There has been yet another massive data leak at Facebook, though this one may be tinged with a small hint of schadenfreude for those who have been critical of Big Tech.

Among the 533 million users whose personal data has been exposed in this latest leak stands none other than Facebook CEO Mark Zuckerberg himself.

Zuck Gets Doxxed

According to a recent report from Business Insider, a user on an obscure hacking forum was somehow able to publish the phone numbers, full names, locations, and email addresses of 533 million Facebook users.

These users were people residing in 106 different countries. There were about 32 million total recorded leaks of persons living in the US, 11 million from people in the UK, and 6 million from people from India.

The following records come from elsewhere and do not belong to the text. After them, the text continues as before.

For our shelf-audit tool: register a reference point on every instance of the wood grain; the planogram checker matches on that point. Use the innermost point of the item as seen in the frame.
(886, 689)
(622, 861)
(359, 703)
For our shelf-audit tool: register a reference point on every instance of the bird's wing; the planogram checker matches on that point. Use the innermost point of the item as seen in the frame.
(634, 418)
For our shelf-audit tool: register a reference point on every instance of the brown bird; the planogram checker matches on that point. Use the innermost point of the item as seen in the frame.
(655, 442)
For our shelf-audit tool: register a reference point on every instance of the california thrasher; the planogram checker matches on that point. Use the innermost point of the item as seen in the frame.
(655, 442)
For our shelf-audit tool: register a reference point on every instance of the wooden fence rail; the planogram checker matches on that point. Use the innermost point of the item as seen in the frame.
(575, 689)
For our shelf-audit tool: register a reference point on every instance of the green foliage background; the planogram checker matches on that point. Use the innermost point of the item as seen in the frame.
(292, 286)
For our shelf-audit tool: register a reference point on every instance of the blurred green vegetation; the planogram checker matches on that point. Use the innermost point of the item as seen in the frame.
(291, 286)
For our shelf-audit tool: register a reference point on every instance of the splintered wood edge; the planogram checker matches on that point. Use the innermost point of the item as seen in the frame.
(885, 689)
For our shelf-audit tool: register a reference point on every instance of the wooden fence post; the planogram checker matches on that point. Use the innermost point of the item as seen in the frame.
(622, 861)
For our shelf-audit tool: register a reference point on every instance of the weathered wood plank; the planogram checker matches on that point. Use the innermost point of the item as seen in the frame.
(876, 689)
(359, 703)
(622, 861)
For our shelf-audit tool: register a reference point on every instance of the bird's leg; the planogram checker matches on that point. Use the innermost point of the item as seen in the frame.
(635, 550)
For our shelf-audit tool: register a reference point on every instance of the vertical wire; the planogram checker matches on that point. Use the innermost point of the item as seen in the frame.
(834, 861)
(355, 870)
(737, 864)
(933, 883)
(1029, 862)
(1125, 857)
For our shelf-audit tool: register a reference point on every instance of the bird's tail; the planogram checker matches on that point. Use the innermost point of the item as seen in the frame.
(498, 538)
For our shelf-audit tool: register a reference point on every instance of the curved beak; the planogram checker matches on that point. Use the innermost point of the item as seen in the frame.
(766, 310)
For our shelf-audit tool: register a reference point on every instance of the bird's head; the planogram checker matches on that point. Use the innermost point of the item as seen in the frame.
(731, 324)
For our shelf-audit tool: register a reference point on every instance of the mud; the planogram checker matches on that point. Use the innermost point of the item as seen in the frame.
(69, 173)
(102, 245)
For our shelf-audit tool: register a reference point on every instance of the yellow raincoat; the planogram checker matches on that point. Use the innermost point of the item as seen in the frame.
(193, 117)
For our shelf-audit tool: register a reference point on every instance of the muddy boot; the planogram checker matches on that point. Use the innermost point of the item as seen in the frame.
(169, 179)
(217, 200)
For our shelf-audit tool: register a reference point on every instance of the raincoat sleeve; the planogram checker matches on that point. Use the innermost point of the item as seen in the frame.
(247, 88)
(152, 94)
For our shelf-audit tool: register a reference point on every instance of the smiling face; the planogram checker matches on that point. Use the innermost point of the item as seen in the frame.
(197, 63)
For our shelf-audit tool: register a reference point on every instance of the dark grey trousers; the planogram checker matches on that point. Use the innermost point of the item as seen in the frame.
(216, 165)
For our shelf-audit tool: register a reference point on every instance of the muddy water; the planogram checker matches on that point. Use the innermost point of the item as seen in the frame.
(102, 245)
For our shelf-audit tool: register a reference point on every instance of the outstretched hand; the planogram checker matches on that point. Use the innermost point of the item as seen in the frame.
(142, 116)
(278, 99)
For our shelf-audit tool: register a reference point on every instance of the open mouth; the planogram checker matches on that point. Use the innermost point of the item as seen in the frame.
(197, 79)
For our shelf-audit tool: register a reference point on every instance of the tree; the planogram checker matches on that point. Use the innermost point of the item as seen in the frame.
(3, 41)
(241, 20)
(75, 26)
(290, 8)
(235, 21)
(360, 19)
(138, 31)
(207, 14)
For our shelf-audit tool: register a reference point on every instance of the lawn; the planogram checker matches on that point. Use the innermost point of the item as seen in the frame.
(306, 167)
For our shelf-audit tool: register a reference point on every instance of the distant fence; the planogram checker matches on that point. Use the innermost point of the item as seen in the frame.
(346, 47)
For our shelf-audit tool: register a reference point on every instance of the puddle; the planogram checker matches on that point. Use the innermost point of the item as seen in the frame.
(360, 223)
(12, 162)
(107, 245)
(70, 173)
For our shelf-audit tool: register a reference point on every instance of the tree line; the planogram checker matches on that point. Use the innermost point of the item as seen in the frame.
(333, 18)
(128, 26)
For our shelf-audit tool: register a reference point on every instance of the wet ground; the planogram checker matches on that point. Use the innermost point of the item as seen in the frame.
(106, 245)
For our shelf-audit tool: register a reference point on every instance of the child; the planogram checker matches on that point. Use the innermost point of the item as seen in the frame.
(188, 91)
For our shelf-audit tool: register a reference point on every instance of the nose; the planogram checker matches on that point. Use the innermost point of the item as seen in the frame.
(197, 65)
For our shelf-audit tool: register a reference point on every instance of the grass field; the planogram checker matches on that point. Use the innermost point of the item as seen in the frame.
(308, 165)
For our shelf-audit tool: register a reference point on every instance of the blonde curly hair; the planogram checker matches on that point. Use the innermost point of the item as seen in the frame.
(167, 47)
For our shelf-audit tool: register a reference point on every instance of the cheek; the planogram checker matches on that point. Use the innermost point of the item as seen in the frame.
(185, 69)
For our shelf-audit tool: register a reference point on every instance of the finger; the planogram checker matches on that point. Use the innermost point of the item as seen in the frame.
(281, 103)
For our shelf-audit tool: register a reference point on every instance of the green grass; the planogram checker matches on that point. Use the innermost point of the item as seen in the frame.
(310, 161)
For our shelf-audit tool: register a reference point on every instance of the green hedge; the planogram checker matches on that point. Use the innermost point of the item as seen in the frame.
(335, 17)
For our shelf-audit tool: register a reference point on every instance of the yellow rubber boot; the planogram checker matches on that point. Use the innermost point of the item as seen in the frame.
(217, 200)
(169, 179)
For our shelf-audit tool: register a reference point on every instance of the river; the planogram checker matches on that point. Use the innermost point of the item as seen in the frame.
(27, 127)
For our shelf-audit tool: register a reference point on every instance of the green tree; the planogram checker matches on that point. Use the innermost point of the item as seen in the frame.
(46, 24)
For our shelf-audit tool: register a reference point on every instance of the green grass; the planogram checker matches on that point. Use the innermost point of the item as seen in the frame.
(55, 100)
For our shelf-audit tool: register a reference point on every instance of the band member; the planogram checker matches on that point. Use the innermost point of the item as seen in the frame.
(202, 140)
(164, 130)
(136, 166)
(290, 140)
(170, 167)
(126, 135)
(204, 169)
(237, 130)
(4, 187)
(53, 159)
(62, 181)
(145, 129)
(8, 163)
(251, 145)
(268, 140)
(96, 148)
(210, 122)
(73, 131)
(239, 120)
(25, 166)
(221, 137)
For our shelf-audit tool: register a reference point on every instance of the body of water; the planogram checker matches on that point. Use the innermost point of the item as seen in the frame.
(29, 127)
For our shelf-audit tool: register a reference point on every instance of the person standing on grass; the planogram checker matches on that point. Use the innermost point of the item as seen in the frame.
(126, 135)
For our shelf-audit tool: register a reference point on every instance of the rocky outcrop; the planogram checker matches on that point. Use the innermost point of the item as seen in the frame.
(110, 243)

And as mentioned, one of those whose personal information has been released to the world is Mark Zuckerberg himself. And it isn’t only Zuckerberg who has been doxxed, but major members of Facebook’s upper-level management as well, including the firm’s co-founders Chris Hughes and Dustin Moskovitz.

The data leak revealed, among other things, that Zuckerberg uses an encrypted phone messaging app called Signal. On this app, all messages are end-to-end encrypted and can even be set to disappear after a certain specified amount of time.

What this means, in short, is that Zuckerberg has taken steps to preserve his online privacy but appears not to care enough about the privacy of his own site’s users to prevent enormous data breaches from happening.

This is only the latest blow to Big Tech, however. Increasingly, the tie against these giants has been turning. Facebook use among those who are under 30 has cratered.

Alternatives to Twitter like Gab exist and are developing everything from their own video and news-sharing platforms to even their own peer-to-peer payment services.

YouTube also has some growing competition to deal with, particularly from sites like BitChute and Odysee. The latter of these is especially important, given that it was designed to make deplatfoming and arbitrary content deletion impossible, even for the site administrators themselves.

It’s likely that the writing is already on the wall and that natural market competition will punish Big Tech for both its lax security standards and its blatant political bias.